Nice way of Microsoft to make more money make you pay for the same operating system but it has a small change.... you can either pay for 32bit or 64bit how happy do you feel... on another note why has microsoft not realized hackers can do a better job then them ???
 
Unlike apple microsoft don't totally abandon their user base.

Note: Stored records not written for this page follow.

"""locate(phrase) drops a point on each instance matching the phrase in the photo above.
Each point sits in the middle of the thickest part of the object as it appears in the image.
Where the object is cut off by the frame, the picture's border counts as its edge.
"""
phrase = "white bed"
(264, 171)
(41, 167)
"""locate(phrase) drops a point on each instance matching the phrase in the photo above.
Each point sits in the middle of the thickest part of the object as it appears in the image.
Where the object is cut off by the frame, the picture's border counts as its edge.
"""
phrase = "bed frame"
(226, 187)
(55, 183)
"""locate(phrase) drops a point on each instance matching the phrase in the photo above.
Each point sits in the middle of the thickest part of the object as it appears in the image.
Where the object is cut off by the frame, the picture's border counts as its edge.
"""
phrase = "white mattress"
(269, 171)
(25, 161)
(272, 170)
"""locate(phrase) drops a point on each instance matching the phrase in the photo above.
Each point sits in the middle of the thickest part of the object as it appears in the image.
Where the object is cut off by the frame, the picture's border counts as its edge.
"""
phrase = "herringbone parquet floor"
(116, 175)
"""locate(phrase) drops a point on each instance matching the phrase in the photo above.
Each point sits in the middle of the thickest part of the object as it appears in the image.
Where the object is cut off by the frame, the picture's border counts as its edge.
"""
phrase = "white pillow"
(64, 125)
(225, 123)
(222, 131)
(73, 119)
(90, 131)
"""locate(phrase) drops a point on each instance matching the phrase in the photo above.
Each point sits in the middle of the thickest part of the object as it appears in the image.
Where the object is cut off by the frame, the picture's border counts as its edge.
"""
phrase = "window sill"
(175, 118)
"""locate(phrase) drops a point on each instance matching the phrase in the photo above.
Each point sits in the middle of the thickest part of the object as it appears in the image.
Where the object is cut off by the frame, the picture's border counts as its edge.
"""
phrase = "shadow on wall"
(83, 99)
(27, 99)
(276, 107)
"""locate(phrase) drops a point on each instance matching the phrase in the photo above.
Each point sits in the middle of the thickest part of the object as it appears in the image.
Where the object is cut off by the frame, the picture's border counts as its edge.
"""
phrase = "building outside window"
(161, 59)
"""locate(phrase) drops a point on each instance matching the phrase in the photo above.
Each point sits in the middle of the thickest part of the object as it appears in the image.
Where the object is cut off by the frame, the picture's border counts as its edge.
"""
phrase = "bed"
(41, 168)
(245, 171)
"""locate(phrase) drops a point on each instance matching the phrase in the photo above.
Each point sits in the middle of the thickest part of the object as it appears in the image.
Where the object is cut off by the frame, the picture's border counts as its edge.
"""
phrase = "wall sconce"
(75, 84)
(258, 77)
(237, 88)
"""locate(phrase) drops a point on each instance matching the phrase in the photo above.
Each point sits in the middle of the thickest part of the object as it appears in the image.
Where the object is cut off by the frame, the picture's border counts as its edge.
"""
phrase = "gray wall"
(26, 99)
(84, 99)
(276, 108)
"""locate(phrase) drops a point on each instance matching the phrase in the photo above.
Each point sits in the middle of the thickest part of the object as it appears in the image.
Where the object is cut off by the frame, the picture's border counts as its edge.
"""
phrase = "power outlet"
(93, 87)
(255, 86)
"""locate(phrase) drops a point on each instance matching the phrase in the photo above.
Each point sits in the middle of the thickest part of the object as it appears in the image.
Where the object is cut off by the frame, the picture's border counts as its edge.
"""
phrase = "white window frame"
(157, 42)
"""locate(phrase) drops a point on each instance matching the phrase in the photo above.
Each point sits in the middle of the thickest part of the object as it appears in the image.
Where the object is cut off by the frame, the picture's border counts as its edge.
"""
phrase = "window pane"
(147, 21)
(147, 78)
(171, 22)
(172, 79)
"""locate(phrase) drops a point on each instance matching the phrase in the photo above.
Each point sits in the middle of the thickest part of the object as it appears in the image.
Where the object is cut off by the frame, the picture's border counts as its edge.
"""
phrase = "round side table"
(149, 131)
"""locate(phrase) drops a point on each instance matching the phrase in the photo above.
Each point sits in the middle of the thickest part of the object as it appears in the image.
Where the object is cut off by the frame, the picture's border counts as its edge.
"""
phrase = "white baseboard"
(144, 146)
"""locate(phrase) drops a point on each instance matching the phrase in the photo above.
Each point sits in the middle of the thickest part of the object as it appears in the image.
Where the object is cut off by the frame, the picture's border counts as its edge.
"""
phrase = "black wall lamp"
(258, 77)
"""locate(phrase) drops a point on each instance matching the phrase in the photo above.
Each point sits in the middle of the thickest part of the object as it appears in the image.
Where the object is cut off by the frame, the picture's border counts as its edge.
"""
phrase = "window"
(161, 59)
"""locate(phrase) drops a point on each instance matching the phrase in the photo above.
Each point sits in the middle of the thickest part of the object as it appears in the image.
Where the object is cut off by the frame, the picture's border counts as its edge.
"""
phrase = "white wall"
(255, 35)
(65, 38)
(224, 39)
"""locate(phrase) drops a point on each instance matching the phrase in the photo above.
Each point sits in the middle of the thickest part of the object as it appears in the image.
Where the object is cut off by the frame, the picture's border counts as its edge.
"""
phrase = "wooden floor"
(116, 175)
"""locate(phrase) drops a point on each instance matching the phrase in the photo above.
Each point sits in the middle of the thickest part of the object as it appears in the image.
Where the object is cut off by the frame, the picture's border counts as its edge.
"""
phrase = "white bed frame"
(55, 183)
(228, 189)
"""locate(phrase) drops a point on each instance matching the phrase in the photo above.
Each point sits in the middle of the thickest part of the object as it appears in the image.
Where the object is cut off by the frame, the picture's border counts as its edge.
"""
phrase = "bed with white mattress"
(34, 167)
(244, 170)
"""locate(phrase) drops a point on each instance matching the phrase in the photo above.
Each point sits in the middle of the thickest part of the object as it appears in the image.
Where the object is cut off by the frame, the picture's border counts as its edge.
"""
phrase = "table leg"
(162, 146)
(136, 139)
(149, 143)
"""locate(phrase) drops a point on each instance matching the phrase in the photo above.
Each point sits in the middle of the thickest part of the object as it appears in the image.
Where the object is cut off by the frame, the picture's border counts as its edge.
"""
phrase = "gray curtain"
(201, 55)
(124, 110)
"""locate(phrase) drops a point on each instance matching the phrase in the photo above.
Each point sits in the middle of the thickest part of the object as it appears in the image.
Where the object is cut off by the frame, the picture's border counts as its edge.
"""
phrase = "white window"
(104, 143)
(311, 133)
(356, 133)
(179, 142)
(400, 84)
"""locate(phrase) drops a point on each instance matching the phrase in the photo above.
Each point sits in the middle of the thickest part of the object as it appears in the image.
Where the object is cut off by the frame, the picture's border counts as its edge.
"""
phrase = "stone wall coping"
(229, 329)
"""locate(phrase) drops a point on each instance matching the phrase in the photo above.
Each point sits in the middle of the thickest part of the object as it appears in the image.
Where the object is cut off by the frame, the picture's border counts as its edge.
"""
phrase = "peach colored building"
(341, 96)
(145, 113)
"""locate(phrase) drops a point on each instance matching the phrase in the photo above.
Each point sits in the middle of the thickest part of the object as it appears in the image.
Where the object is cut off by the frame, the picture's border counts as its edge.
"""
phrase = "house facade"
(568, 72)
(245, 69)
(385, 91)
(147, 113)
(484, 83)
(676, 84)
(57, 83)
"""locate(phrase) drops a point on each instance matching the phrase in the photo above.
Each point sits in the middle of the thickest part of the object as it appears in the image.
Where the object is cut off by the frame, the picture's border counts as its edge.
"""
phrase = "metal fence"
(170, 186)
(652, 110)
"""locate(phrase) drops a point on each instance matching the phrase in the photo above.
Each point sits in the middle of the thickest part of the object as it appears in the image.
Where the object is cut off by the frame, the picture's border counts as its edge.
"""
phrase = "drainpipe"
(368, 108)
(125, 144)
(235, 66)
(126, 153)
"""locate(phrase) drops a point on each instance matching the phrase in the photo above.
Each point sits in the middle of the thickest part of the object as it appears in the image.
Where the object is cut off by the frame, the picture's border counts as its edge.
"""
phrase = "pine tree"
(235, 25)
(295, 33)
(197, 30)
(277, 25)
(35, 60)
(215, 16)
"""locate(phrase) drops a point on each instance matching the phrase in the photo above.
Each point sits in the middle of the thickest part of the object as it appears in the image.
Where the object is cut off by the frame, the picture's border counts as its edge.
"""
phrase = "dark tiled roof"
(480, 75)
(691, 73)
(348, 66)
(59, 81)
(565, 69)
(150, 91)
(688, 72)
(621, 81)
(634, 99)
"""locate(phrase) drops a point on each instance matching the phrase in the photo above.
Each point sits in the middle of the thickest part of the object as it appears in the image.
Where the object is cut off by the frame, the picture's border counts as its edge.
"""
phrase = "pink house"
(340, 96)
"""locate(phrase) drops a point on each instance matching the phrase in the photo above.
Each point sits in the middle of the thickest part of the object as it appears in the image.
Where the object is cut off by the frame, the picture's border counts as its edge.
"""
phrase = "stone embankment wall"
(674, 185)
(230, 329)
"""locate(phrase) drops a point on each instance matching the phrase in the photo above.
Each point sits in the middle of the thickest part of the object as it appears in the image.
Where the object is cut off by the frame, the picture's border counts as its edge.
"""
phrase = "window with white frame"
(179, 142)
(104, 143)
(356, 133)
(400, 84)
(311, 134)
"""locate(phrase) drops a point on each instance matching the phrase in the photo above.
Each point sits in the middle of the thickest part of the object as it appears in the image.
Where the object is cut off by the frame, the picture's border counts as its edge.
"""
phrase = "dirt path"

On the 32bit 64bit the problem is drivers if there is no 64 bit driver for your printer for example (like my canon laser) you are screwed if you put 64 bit windows on
 
I agree 32bit is dead.... No one I know runs Windows 7 32bit. I doubt they make much money off the 32-bit so why hang onto old technology...Now is the time to dump 32-bit Microsoft...actually we should be seeing 128-bit windows ;)
 
Today's processors cant even address a full 64bit address space... For example AMD's chips ONLY have a 52-bit wide address bus meaning the chip has a theoretical limit of 4PB of RAM (4096TB). 128-bit windows or anything 128-bit is a complete waste of time as you'd need $20M half an office building to store the RAM chips to really utilize it it anyway. :)
 
@Guest

I'm guessing this is for business. At our company we still have to use a lot of regulation software (like Honeywell & Siemens Step5) that doesn't work on x64.
 
gamoniac said:
Guest said:
Why does microsoft still sell 32bit versions windows 7,8 ...

ARM is still 32-bit.
Is there any particular reason that it's still 32-bit? Like technical limitations, or is it just that most devices that use ARM processors have no need for 3.0GB+ RAM yet? If there are no limitations, it seems like an odd decision to stay on 32-bit.
 
I'm currently running Windows 7 Ultimate 64-bit retail box version. The Professional version will probably suffice if those are the only versions for Windows 8 since Enterprise would probably be overkill even for hardcore users.
 
The 32bit version can execute 16bit software the 64bit version can not. 32bit windows is for businesses that are running very old software that is critical to their operations.